21 april 2014

Le Monde Diplomatique maalt BHL heel fijn


Dezer dagen willen enkele heetgebakerde Russische parlementsleden Michail Gorbatsjov laten vervolgen omdat hij de Sovjet-Unie heeft laten uiteenvallen. Dit mag ons verwonderen want voor doorgewinterde historisch-materialisten als zij is het moeilijk vol te houden dat één man de loop van de geschiedenis zou hebben bepaald. Materiële ontwikkelingen in hun dialectische verbanden bepalen deze loop namelijk.
Laten we gevoeglijk aannemen dat de rechtszaak zal doodlopen, zelfs in het geval dat Gorbatsjov zich een volslagen idioot als advocaat zou uitkiezen.

Ernstiger is wat Gorbatsjov zelf de zeventiende maart aan het persbureau Interfax liet weten, na het referendum in de Krim:
De Krim mag destijds onder de Sovjetwetgeving aan Oekraïne zijn toegevoegd [...], zonder dat de bevolking om haar mening werd gevraagd, vandaag heeft dit volk besloten om deze dwaling recht te zetten. Men moet dit feit erkennen, in plaats van sancties aan te kondigen.

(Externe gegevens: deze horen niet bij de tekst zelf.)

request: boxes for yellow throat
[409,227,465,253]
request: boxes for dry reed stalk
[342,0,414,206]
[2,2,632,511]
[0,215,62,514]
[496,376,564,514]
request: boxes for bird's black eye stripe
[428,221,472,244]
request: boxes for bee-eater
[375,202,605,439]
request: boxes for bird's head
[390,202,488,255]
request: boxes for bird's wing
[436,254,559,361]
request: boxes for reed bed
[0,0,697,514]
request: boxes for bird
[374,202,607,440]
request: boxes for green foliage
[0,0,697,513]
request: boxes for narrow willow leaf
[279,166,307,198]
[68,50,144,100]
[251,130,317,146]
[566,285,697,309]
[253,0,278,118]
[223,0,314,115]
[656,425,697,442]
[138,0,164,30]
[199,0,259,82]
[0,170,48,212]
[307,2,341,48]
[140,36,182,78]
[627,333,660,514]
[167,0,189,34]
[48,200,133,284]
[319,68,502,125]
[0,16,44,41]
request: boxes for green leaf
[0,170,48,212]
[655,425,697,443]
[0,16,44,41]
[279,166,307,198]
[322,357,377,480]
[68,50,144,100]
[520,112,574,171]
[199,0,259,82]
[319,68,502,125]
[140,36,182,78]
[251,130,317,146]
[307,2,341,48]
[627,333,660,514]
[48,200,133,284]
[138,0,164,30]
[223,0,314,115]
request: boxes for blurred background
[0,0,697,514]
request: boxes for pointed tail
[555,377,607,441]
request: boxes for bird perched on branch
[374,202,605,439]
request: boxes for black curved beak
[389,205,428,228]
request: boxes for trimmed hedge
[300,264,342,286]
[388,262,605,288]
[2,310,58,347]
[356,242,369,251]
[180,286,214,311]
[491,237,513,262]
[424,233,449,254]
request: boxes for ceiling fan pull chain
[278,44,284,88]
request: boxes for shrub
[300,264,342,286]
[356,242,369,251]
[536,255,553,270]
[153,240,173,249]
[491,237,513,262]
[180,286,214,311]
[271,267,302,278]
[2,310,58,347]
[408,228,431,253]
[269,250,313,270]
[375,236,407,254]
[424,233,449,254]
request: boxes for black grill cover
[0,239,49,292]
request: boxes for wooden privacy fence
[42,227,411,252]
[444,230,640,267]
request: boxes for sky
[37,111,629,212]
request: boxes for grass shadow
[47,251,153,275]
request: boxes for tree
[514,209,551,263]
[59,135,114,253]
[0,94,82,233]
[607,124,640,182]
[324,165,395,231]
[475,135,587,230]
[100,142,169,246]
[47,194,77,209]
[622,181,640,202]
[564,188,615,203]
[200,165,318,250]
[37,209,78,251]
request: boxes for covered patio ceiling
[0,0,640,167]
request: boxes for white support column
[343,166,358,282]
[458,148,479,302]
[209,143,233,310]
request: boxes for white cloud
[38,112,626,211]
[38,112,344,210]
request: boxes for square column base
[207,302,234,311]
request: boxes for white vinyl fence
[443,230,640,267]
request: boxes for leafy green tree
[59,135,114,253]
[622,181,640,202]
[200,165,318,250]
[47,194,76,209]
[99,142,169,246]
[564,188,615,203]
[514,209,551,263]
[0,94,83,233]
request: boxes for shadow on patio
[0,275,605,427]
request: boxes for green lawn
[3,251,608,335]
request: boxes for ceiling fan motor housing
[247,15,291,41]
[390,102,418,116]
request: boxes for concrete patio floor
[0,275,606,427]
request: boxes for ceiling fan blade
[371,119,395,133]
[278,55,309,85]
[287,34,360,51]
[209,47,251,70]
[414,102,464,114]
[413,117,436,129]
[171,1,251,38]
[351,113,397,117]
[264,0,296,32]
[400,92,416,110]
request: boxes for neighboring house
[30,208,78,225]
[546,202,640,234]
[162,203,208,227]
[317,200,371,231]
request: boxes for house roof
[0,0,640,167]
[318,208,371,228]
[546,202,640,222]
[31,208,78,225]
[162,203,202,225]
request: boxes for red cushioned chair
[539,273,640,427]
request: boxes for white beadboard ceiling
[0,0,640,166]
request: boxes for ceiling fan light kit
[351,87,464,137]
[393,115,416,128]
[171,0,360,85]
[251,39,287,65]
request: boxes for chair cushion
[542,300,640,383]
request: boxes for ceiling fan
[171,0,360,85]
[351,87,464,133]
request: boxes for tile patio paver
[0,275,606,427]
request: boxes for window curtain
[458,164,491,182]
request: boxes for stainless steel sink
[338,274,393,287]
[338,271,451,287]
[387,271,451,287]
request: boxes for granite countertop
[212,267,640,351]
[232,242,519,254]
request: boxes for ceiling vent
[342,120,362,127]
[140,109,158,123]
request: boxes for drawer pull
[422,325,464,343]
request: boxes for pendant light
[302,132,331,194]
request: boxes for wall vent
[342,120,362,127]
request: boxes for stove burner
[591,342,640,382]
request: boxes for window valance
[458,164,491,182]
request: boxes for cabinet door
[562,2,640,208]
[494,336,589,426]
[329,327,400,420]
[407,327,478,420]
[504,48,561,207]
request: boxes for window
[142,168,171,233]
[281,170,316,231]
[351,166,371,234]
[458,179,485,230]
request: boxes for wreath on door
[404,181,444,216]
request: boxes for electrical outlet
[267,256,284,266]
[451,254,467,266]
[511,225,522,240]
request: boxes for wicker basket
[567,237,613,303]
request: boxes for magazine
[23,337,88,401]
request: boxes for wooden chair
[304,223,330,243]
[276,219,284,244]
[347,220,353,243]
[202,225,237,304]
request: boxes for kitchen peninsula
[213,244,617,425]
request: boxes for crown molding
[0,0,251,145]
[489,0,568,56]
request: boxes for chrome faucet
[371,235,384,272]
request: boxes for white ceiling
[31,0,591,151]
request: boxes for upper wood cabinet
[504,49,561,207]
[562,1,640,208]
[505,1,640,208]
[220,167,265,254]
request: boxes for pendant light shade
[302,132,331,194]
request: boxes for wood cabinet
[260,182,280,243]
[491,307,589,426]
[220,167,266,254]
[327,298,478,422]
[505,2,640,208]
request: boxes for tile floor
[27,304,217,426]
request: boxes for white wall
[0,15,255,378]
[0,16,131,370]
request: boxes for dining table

Ik meen niet dat de volkstribuun van het Maidanplein, onze flapuit Verhofstadt dit standpunt graag gelezen zal hebben, waarbij ik voor het gemak even ervan uitga dat hij het gelezen heeft.
Maar in Frankrijk hebben ze een flapuit die nog veel beroemder is, namelijk de zondagsfilosoof Bernard-Henri Lévy. Die man is zoals iedereen weet een pathologische leugenaar, een fantast die graag verslag uitbrengt van gebeurtenissen die hij niet gezien heeft en erger nog, filosofen citeert die nooit hebben bestaan, zoals Jean-Baptiste Botul (1896-1947).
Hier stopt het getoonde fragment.